Ron Franz

Personal information
- Born: October 20, 1945 Kansas City, Kansas, U.S.
- Died: October 3, 2022 (aged 76) Fort Walton Beach, Florida, U.S.
- Listed height: 6 ft 7 in (2.01 m)
- Listed weight: 205 lb (93 kg)

Career information
- High school: Bishop Ward (Kansas City, Kansas)
- College: Kansas (1964–1967)
- NBA draft: 1967: 4th round, 33rd overall pick
- Drafted by: Detroit Pistons
- Playing career: 1967–1975
- Position: Small forward
- Number: 11, 15

Career history
- 1967–1968: Oakland Oaks
- 1968–1970: New Orleans Buccaneers
- 1970–1972: Floridians
- 1972: Memphis Tams
- 1973: Dallas Chaparrals
- 1975: Swiss Alpines
- Stats at Basketball Reference

= Ron Franz =

American basketball player (1945–2022)

Ronald Stephen Franz (October 20, 1945 – October 3, 2022) was an American professional basketball player who was a small forward in the American Basketball Association (ABA). After playing college basketball for the Kansas Jayhawks, Franz played in the ABA for the Oakland Oaks, New Orleans Buccaneers, Floridians, Memphis Tams, and Dallas Chaparrals from 1968 to 1973. He also played in Switzerland.

==Career==
Franz attended Bishop Ward High School in Kansas City, Kansas. He enrolled at the University of Kansas and played college basketball for the Kansas Jayhawks from 1963 to 1967. He was a three-year starting small forward for the Jayhawks. During the 1966–67 season, he served as team captain under coach Ted Owens.

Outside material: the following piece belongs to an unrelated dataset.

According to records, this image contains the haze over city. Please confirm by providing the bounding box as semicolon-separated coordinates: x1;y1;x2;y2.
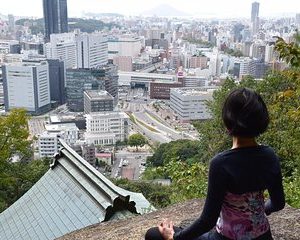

The Detroit Pistons of the National Basketball Association (NBA) selected Franz in the fourth round of the 1967 NBA draft. The Oakland Oaks of the rival upstart American Basketball Association (ABA) selected Franz in the 10th round of the ABA Draft. Franz chose to sign with Oakland. He played for the Oaks in the 1967–68 season. On June 18, 1968, the Oaks traded Franz, Steve Jones, and Barry Leibowitz to the New Orleans Buccaneers for Larry Brown and Doug Moe.

The Buccaneers traded Franz and Dave Nash to the Miami Floridians for Al Cueto, Wil Jones, and Erv Staggs on June 9, 1970. The Floridians folded in 1972, and the Memphis Tams selected Franz in a dispersal draft. Franz announced his retirement from basketball in December 1972. However, he signed with the Dallas Chaparrals in January 1973. Franz signed with Memphis for the 1974-75 ABA season, but he was cut.

Franz played for the Swiss Alpines of the European Professional Basketball League during its only season in 1975.

==Personal life and death==
After his playing career, Franz owned a construction company based in Memphis that built houses in Tennessee, Arkansas, and Florida. He and his wife Georgia had 2 daughters together, Tara Lynn Franz and Shawna Lee Franz. He and his wife, Georgia, retired to Fort Walton Beach, Florida.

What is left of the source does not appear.